El blues de CITGO
Irónicamente, es el gobierno de Juan Guaidó quien debe honrar, a fin de mes y sin falta, una deuda de 913 millones de dólares o Venezuela perderá la petrolera por completo
Fui a Oklahoma City porque me dijeron que allí encontraría a Roberto Mandini.
Llevaba la idea de entrevistarlo para un matutino caraqueño. Mandini era, a la sazón, presidente de CITGO, el gigante refinador de crudos y comercializador de combustibles de los Estados Unidos y hasta hoy, uno de los activos más importantes de Petróleos de Venezuela en el exterior.
Estábamos a fines de 1999. Hugo Chávez había ganado la presidencia de la república a fines del año anterior. En su afán por desalojar del todo a la plana mayor gerencial de Petróleos de Venezuela y tomar por asalto la empresa estatal, Mandini habría de ser una a las primeras víctimas.
Sin embargo, cuando me recibió, Mandini estaba como quien dice en círculo de espera, antes de ser designado por pocos meses presidente de Petróleos de Venezuela (PDVSA).

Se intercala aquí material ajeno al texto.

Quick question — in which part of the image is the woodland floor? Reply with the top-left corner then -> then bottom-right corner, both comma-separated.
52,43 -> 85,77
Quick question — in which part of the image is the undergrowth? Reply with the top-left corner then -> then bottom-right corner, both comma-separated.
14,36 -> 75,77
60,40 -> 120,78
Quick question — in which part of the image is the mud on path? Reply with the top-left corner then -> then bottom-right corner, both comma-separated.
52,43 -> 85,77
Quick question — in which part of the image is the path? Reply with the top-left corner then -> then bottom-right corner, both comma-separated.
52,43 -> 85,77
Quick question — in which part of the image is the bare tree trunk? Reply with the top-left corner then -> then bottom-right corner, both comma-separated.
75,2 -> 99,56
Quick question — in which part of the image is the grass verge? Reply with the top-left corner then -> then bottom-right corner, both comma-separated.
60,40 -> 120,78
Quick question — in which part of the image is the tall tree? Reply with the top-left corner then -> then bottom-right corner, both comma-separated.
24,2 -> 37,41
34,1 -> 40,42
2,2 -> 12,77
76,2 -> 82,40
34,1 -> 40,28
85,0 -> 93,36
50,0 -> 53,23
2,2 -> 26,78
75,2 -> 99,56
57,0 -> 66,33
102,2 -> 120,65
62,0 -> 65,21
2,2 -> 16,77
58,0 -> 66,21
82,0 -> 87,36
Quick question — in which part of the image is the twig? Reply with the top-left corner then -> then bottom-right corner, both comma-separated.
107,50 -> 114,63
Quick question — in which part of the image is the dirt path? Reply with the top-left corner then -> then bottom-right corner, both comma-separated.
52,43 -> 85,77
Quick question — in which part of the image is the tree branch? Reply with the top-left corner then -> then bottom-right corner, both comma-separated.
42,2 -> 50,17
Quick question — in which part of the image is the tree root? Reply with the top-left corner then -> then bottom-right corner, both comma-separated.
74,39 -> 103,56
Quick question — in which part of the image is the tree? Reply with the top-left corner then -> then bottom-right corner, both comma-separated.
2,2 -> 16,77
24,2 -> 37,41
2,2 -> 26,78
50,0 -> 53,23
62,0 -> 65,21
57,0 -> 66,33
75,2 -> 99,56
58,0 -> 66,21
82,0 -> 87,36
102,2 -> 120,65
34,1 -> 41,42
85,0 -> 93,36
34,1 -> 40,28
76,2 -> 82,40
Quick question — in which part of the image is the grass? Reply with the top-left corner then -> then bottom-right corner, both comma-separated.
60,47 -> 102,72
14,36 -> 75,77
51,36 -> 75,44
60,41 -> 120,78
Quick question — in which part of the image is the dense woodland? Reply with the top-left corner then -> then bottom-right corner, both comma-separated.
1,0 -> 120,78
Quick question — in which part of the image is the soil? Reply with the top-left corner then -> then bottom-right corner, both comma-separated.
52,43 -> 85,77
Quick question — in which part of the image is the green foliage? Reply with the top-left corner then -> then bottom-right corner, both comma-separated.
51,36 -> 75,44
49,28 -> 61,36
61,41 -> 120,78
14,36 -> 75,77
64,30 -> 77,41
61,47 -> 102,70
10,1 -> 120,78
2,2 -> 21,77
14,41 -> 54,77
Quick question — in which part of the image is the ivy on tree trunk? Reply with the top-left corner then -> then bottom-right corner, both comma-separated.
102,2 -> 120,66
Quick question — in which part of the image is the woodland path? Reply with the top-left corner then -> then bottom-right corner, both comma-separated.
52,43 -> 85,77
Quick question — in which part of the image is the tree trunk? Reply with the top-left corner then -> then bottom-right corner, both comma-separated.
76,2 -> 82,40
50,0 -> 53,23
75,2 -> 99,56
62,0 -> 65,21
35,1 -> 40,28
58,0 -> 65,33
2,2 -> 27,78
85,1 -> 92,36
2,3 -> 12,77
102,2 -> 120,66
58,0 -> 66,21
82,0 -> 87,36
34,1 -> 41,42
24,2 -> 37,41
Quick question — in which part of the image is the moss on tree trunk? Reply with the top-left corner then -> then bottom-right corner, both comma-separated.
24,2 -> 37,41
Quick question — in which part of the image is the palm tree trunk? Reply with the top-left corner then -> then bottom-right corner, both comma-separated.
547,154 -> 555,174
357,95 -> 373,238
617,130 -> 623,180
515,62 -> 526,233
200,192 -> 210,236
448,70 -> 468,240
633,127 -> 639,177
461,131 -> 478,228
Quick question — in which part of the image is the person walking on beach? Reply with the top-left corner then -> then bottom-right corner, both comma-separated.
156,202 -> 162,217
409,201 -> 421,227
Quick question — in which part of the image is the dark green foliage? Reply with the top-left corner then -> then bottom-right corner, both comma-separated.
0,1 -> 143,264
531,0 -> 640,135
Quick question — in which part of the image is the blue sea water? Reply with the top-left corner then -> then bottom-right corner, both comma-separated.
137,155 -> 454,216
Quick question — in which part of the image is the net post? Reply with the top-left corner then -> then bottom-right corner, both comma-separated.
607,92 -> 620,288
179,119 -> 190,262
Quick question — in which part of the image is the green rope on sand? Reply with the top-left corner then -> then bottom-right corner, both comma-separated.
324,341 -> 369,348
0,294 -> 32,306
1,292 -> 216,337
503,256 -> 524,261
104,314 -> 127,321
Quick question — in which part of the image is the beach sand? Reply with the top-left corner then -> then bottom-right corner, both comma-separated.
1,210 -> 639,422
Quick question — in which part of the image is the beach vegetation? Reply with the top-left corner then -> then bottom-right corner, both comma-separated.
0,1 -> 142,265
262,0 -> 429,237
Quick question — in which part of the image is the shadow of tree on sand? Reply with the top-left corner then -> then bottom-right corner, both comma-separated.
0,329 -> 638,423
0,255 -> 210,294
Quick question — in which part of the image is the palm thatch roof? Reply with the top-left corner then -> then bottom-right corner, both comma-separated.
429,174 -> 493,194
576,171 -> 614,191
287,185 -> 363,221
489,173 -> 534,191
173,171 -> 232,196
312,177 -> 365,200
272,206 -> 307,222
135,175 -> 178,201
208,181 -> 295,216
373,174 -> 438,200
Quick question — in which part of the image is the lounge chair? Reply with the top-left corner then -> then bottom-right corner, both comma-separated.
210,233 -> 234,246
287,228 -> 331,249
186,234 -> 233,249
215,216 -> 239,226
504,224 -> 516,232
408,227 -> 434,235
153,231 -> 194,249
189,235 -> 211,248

Chávez, recién llegado a Miraflores, al parecer no sabía aún lidiar con la arrogante élite petrolera de entonces. Por otra parte, y en aquel momento, muchos altos gerentes se sintieron con méritos para ocupar la presidencia de PDVSA, en atención a la idea —que la fallida huelga de gerentes y técnicos de 2002-2003 demostró dolorosamente falsa— de que la directiva petrolera era no solamente imprescindible sino intocable. Mandini era uno de ellos.

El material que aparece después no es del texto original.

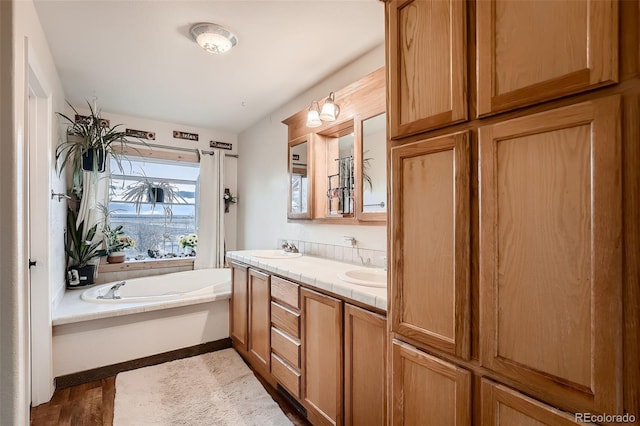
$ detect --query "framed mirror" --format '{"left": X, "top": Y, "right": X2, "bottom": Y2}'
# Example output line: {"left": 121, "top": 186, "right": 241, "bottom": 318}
{"left": 355, "top": 112, "right": 387, "bottom": 221}
{"left": 288, "top": 134, "right": 313, "bottom": 219}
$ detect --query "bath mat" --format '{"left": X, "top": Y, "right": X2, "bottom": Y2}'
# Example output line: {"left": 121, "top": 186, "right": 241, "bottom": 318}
{"left": 114, "top": 348, "right": 292, "bottom": 426}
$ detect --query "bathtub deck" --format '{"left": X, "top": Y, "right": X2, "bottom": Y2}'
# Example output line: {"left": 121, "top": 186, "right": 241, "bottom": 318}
{"left": 53, "top": 282, "right": 230, "bottom": 326}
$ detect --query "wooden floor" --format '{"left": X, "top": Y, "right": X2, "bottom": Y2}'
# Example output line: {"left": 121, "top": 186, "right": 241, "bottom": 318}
{"left": 30, "top": 364, "right": 310, "bottom": 426}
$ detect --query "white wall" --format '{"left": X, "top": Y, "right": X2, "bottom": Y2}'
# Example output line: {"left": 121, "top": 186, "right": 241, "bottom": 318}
{"left": 1, "top": 0, "right": 67, "bottom": 421}
{"left": 237, "top": 44, "right": 387, "bottom": 252}
{"left": 86, "top": 110, "right": 240, "bottom": 252}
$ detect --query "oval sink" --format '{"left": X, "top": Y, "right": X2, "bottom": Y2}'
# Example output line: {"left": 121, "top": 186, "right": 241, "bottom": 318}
{"left": 250, "top": 250, "right": 302, "bottom": 259}
{"left": 337, "top": 268, "right": 387, "bottom": 288}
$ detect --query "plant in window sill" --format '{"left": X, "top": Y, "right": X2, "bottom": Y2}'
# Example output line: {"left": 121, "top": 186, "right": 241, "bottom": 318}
{"left": 223, "top": 189, "right": 237, "bottom": 213}
{"left": 178, "top": 233, "right": 198, "bottom": 256}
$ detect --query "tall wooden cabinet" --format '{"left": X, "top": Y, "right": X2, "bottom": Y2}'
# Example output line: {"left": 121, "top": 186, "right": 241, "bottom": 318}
{"left": 476, "top": 0, "right": 618, "bottom": 116}
{"left": 387, "top": 0, "right": 467, "bottom": 139}
{"left": 385, "top": 0, "right": 636, "bottom": 422}
{"left": 390, "top": 131, "right": 470, "bottom": 358}
{"left": 479, "top": 96, "right": 623, "bottom": 413}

Cuando al fin fue nombrado presidente de la estatal, Chávez se cuidó de imponerle a uno de sus incondicionales como comisario político. Al cabo de unos meses, el comisario terminó siendo el presidente de PDVSA. Así comenzaba el largo pulso entre Chávez y la tecnocracia petrolera que solo terminaría con el despido masivo, en 2003, de casi 20.000 gerentes y técnicos de alto desempeño.

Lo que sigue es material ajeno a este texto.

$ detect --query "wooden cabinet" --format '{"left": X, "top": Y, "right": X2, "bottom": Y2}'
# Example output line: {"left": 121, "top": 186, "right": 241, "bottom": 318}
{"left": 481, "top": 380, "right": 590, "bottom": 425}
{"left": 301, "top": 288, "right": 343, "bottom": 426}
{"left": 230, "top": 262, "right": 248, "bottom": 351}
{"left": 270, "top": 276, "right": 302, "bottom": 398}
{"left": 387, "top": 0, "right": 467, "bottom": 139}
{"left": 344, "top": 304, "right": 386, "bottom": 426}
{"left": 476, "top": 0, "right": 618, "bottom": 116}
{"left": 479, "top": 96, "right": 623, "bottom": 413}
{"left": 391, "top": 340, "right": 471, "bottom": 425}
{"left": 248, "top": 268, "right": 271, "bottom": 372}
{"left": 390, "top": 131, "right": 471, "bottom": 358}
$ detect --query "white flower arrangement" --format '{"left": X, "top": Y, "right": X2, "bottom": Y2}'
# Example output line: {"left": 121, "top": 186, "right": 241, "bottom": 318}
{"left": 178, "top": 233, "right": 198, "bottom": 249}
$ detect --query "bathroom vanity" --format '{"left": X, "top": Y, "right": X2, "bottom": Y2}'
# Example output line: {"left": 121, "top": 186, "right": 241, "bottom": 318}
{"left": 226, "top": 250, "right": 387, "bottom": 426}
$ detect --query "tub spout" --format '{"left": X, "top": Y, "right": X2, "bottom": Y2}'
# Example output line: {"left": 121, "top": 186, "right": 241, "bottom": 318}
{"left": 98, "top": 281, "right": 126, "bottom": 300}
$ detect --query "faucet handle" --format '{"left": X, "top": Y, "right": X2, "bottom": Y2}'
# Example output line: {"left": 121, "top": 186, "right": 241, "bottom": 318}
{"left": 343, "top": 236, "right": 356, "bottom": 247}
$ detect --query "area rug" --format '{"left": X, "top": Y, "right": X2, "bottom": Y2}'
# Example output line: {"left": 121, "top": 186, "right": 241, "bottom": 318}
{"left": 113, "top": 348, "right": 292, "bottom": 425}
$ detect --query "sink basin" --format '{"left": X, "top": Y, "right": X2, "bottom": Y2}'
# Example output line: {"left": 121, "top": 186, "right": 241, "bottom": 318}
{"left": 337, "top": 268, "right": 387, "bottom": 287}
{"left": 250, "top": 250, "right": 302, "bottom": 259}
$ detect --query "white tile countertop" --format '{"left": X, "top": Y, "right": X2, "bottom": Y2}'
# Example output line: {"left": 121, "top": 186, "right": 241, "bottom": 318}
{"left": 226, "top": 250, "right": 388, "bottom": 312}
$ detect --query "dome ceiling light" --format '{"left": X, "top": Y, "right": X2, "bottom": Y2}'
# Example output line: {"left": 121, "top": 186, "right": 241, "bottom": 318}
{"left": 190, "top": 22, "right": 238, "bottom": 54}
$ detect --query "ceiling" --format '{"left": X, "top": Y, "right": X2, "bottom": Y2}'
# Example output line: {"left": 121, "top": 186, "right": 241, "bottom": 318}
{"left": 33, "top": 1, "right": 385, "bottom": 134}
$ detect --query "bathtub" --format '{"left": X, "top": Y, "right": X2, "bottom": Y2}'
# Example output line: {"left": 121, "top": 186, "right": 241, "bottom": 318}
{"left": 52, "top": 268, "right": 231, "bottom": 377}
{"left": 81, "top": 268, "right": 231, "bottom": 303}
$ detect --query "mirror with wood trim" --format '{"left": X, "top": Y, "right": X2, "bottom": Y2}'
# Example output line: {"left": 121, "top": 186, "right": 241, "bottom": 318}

Por el tiempo de aquella entrevista, y desde 1990, CITGO disponía de ocho refinerías, más de 60 terminales de almacenamiento de crudo y refinados y una red de distribución de casi 15.000 estaciones de servicio.
La semana que viene, la refinadora, ya muy disminuida e hipotecada en parte a los rusos, pero cuyo valor comercial aún se estima en unos 9.000 millones de dólares, puede verse desmembrada para siempre como desenlace de una compleja bataola legal que involucra ávidos tenedores de bonos vencidos y otros acreedores de la República Bolivariana de Venezuela.
Irónicamente, CITGO ahora se halla bajo la potestad del presidente encargado Juan Guaidó. Es su gobierno quien debe honrar sin falta, a fines de este mes, una deuda de 913 millones de dólares o la nación perderá CITGO por completo. Una parada más en la espiral descendente hacia la irrelevancia económica de lo que fue un gran país petrolero.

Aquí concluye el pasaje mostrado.